I promise to get onto the more serious topic of singing soon, but the first thing that has struck me about being in Germany is that they speak German!  

Seems obvious – but after 7 years living overseas I thought I was used to being in a foreign land with a foreign culture.  It seems, however, that England is really just Australia with a different hue.

(Suggestions for which hue or colour it may be are welcomed!)

Naive as I am I thought, after years of singing in German and a whole 6 months at the Goethe Institut in London, that I spoke German.  However, my vocabulary is not so useful being restricted to topics such as Liebe, Tod, Das dunkle Feld und der dunkle Wald, der Vöglein süße and die rote Blumen.  These words are probably inappropriate in the first conversation.  Additionally one cannot really sustain conversation by plagerising swathes of Mahler and Brahms.

Being unable to communicate except in wide-eyed nods, smiles and giggles seems to be bringing out a different personality in me – with surprisingly good results. 

So far the serious bike shop man has kindly gone through his entire catalogue of wasser dicht (water proof) bike bags and ordered the prettiest one into his serious adventure biking shop for me – Haben Sie eine Taschen mit blute rosen für meine Fahrrad?

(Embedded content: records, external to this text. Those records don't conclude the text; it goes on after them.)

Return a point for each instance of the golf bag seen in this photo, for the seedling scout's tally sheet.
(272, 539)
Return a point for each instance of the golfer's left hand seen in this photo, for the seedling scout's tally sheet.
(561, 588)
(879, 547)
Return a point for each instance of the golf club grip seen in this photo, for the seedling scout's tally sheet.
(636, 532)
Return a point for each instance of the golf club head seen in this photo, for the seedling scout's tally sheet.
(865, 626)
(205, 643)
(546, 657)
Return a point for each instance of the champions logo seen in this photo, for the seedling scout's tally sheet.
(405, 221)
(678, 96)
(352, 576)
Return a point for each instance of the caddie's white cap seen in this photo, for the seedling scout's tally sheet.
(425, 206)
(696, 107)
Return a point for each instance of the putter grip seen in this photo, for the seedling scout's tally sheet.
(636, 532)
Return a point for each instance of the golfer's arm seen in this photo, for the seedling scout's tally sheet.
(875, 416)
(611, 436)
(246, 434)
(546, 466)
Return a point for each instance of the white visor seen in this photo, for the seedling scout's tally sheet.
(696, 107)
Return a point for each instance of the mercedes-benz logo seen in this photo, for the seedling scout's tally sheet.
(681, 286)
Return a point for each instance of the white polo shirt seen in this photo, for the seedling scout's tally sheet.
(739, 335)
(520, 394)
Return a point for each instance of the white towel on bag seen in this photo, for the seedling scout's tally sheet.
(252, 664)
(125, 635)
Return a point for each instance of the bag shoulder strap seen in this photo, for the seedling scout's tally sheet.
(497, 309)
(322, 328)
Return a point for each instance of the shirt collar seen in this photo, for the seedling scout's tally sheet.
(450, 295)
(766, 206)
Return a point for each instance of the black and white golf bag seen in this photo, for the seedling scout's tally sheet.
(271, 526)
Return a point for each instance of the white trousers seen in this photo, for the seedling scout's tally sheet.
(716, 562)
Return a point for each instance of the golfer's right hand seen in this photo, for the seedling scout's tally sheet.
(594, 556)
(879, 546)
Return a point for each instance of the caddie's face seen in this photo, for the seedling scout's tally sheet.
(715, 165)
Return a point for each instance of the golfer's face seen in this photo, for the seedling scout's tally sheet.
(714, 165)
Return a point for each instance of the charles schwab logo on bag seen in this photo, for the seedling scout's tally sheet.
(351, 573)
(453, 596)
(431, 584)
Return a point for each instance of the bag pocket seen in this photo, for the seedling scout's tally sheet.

Dunke schön.

note the shoes - would not want you to think I have gone all sporty - yet...

note the shoes - would not want you to think I have gone all sporty - yet...

After this exchange and many nods and smiles the other (younger)  bike man came outside to where I was about to pump up my tyres:

“Do you know how to do it?” he said in clipped and curt English

 ”I think so”  I replied and before I could add “I’m an Aussie girl so of course I can pump up a tire”  

He takes my bike, smiles and says ”Let me show you” in a German accent that sounds like he might be offering to show me more than how to fill a tyre with air.  

He then man-handles my bike and without being asked and proceeds to adjust the seat about 10 inches higher (much more comfortable!).

Nice to know chivalry is not dead.

Maybe talking is where I have been going wrong?